More than a third of Pakistan’s food import bill is headlined by palm oil this fiscal year. As early signs of softening emerge in prices of other commodities, particularly energy, hopes were pinned that palm oil will soon follow a similar trajectory. The emergence of Omicron fueled further hope but the production slowdowns being observed among key producing countries, has kept the commodity holding to the highs.
Regional dynamics have ensured that palm oil demand goes unbated despite all-time high prices. Spot prices have come off from record highs but refuse to enter a bear run. More impetus has been provided by India, where demand after having stuttered in September and October, is expected to have rebounded stronger than ever before.
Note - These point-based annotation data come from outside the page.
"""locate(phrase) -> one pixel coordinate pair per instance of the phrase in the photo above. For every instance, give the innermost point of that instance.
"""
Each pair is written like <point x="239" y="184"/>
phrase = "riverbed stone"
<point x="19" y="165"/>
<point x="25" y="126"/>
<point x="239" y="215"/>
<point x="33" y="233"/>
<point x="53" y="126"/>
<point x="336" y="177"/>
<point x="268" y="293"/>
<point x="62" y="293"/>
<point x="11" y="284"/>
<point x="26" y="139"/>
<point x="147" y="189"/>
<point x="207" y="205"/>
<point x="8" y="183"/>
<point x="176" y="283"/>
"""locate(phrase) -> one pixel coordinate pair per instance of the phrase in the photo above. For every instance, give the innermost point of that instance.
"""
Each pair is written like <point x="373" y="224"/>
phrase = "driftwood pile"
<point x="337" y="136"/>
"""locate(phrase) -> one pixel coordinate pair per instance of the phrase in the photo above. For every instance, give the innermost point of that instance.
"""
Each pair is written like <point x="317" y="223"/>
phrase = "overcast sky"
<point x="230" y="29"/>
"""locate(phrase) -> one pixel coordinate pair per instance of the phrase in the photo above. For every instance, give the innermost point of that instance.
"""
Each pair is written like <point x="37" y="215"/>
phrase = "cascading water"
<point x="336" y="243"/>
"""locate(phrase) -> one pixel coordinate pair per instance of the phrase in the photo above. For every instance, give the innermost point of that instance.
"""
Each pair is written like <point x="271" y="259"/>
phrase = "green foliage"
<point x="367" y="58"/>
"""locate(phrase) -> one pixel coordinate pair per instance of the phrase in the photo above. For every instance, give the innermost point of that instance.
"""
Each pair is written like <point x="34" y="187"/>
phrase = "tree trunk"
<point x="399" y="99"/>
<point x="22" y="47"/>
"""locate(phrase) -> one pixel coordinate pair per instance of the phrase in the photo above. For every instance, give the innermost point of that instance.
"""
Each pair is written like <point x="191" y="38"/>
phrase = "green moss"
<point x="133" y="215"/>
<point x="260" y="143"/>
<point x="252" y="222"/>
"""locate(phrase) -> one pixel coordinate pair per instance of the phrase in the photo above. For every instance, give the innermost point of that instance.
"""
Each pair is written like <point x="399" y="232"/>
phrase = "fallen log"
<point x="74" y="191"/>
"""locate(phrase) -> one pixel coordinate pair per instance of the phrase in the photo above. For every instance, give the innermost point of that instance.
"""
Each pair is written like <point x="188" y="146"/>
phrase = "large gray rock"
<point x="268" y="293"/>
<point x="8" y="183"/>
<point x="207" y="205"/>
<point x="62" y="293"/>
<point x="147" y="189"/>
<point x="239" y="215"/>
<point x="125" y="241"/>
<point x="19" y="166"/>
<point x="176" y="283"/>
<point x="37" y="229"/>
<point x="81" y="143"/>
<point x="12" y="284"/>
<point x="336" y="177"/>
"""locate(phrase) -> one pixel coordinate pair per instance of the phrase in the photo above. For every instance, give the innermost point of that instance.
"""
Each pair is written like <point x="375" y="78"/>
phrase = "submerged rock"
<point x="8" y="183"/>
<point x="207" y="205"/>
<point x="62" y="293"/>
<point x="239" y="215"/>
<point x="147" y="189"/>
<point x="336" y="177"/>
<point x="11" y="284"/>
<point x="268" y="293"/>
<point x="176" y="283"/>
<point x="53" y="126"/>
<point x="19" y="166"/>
India’s imports rose by 12 percent on sequential basis, enough for the palm oil futures to settle around the all-time high rates. Off-take from China has also re-surged after a slowdown in 1QFY22.
Pakistan’s inventory of palm oil, as tracked by the Malaysian Palm Oil Council was lower by a third at the end of November. October’s imports were the lowest in over a year, and it should only be a matter of a month for quantities to return to normalcy. There were earlier signs of Omicron raising huge concerns, but that seem to have now eased. The surge in demand from key Asian buyers has coincided with anticipation of production slowdown in Malaysia and Indonesia.
Import unit price is expected to stay north of $1100 per ton for November and possibly December. Palm oil imports during 4MFY22 are almost entirely driven by price increase, and at this rate, Pakistan could be looking at a palm oil annual import bill around $2.8-3 billion. The United Nations FAO Vegetable Oil Price Index reconfirms the trend, staying at 185 points in November, only marginally lower than the all-time high registered in October. The slight decrease is witnessed in soybean oil, whereas palm oil prices remained virtually unchanged. Palm oil has historically had a strong correlation with global crude oil prices but has so far held firm against the softening in global crude oil price. Supply disruptions are expected to last another month, and if Omicron concerns do not materialize, expect palm oil to continue to hover around the current highs.